12月10日(月)放送
(財)静岡総合研究機構 研究グループマネージャー
影山武司 さん
観光ビッグバンと静岡の戦略
海外旅行者は2020年までに16億人にのぼると予想され、そのうちアジアでは4億人と世界の4分の一を占める成長市場と見込まれている。日本は観光後進国といわれアジアの中でも遅れをとっている。2009年の富士山静岡空港開港を前に静岡の観光戦略について考える。

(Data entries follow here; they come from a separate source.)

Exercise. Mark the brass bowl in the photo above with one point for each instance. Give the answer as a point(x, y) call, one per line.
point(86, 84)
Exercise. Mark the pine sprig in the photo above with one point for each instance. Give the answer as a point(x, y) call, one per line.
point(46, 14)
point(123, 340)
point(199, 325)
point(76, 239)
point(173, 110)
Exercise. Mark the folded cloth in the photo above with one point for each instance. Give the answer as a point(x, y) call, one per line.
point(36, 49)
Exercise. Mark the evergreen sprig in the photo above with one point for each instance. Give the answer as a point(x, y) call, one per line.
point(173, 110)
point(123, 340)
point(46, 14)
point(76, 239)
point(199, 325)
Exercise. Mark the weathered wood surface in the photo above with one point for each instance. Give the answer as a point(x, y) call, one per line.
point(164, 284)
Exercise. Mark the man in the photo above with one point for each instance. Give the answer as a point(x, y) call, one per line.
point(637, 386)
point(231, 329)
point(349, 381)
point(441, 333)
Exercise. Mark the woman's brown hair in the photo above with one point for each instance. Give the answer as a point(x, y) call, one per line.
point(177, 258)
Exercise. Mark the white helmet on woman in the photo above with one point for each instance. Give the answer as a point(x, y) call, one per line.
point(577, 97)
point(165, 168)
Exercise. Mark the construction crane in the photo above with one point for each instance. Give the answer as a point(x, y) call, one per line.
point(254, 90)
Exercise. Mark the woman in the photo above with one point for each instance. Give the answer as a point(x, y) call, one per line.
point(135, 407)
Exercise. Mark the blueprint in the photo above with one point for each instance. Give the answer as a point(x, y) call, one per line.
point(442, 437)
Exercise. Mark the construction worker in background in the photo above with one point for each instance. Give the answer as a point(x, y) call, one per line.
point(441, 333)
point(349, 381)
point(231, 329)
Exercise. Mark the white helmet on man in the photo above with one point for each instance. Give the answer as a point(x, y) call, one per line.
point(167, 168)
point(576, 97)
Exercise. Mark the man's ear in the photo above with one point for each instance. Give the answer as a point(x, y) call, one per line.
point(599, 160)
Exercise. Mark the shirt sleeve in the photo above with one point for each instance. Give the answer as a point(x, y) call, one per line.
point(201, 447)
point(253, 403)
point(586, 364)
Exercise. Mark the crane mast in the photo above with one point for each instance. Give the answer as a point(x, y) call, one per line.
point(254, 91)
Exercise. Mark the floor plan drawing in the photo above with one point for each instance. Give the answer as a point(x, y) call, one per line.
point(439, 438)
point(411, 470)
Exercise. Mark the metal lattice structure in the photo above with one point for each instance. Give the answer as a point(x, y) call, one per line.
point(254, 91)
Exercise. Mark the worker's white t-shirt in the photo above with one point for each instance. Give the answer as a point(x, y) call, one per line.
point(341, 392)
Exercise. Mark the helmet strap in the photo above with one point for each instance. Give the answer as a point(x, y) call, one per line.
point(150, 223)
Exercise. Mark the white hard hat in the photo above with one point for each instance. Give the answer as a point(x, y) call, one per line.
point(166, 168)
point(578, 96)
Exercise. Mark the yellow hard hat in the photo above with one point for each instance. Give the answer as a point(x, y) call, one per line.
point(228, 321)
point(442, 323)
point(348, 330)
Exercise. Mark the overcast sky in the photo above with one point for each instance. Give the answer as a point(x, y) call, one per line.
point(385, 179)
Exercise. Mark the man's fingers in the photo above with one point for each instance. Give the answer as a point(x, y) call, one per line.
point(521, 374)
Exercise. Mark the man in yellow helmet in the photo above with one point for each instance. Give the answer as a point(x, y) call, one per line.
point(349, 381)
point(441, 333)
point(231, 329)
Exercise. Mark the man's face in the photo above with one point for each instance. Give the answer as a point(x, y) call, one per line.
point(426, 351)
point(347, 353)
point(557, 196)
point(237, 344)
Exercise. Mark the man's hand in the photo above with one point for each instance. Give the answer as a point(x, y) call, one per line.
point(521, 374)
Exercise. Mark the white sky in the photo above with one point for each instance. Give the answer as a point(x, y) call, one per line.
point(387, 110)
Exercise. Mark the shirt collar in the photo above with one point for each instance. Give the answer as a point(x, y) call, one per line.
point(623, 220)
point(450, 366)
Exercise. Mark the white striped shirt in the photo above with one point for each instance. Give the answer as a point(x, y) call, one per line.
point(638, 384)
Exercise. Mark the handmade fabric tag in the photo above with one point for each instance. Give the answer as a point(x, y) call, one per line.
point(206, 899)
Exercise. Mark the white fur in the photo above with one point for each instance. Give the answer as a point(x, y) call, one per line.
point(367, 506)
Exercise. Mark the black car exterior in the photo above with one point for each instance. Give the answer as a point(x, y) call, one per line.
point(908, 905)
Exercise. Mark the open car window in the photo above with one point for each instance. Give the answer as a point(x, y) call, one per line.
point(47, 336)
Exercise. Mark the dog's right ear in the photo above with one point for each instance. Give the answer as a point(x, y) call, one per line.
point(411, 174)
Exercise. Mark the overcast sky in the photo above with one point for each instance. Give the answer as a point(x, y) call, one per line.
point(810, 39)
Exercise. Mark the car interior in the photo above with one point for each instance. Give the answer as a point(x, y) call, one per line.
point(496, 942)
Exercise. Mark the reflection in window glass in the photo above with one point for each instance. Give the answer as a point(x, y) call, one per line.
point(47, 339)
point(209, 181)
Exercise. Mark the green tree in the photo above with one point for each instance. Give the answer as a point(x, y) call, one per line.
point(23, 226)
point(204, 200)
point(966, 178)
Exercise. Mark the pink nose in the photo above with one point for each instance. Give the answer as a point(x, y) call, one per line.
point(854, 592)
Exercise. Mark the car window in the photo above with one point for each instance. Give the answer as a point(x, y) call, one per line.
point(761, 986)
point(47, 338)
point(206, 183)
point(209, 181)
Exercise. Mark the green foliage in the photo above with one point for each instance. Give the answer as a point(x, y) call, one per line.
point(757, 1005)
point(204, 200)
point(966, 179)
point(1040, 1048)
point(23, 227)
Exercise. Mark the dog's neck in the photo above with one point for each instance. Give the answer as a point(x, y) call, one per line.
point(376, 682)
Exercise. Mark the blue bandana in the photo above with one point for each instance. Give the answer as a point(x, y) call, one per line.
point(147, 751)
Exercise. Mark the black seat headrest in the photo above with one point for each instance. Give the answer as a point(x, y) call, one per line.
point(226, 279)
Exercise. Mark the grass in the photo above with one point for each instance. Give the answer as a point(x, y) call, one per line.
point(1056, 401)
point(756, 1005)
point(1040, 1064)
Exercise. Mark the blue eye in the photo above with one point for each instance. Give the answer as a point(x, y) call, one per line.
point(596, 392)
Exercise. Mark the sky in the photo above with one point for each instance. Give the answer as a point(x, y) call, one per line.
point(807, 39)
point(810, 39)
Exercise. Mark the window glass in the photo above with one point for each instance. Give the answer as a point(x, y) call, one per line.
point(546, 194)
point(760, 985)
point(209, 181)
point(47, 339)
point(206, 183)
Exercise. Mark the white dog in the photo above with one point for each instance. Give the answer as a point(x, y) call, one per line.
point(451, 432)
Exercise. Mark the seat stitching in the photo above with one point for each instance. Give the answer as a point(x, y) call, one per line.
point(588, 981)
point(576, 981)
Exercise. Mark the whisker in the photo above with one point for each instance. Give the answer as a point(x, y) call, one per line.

観光業界では二極化が進んでいる。低価格で大衆的なものと、高価格・高品質なもの。海外からの日本旅行はどちらかというと低価格が主流で“安かろう悪かろう”である。日本のイメージは悪くなり、二度と来たくない国になっているのが現状だ。これからは質を高める戦略を取るべきと影山さんは指摘する。
静岡県には「富士山」という観光資源がありながら、プロモートは山梨県の方がうまい。東海道では東京-大阪間の通過ポイントに落ち着いてしまっている。静岡空港開港は、通過型から滞在型へ転換するチャンスだ。情報発信と商品開発が急務だ。
しかし今の時代、資源だけでは観光客は来ない。体験や発見、交流など付加価値のあるプログラム提供も必要だ。また国際的な会議やイベントを誘致するスキルとノウハウも身につけたい。トップセールスだけでなく民間の協力も得て、経済を支える産業として静岡の観光を発展させたい。